The lapse happened after the firm’s site was hit by a denial of service attack, and while getting the website online again, back up files were exposed on the server. These were downloaded and posted on file sharing sites, and consisted of many archived emails which exposed the inner workings of ACS:Law.
However, the data also included the personal details of those who had been chased by the firm, and this is where it gets messy.
Initially, reports stated that the leak revealed the personal details of 5000 people accused of illegally downloading pornographic films. However, yesterday the BBC reported that a further 8000 Sky broadband users were exposed in the leak, along with 400 PlusNet customers, all accused of illegal music or film sharing.

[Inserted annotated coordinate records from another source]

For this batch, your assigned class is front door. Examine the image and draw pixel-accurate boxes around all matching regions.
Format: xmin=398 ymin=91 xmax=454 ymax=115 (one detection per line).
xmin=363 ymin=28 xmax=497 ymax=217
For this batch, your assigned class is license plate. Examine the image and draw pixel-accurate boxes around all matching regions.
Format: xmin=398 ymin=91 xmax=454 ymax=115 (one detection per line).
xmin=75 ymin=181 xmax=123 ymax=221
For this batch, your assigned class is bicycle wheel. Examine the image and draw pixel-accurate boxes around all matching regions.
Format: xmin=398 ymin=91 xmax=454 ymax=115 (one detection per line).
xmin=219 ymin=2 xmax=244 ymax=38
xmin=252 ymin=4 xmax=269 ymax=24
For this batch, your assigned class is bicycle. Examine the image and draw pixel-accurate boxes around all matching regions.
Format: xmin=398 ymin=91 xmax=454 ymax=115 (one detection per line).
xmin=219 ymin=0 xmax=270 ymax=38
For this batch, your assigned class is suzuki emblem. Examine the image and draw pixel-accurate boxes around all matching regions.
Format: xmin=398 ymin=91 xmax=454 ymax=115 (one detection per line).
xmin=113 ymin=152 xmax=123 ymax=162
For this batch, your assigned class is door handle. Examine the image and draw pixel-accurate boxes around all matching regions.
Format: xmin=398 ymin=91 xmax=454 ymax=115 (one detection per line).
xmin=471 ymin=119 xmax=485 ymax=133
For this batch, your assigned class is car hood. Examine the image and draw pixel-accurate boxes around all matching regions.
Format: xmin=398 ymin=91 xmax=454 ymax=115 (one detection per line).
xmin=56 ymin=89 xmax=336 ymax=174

The details revealed not only included names and addresses, but payment records and even bank details, worryingly. The Information Commissioner’s Office is currently investigating the matter, and could impose a fine of up to £500,000 if it finds the law firm negligent in its online security.
Sky has now cut all ties with ACS: Law. In a statement to the Press Association, a spokesman said: “We have suspended all co-operation with ACS:Law with immediate effect. This suspension will remain in place until ACS:Law demonstrates adequate measures to protect the security of personal information.”
The ICO is treating the affair as a matter of urgency.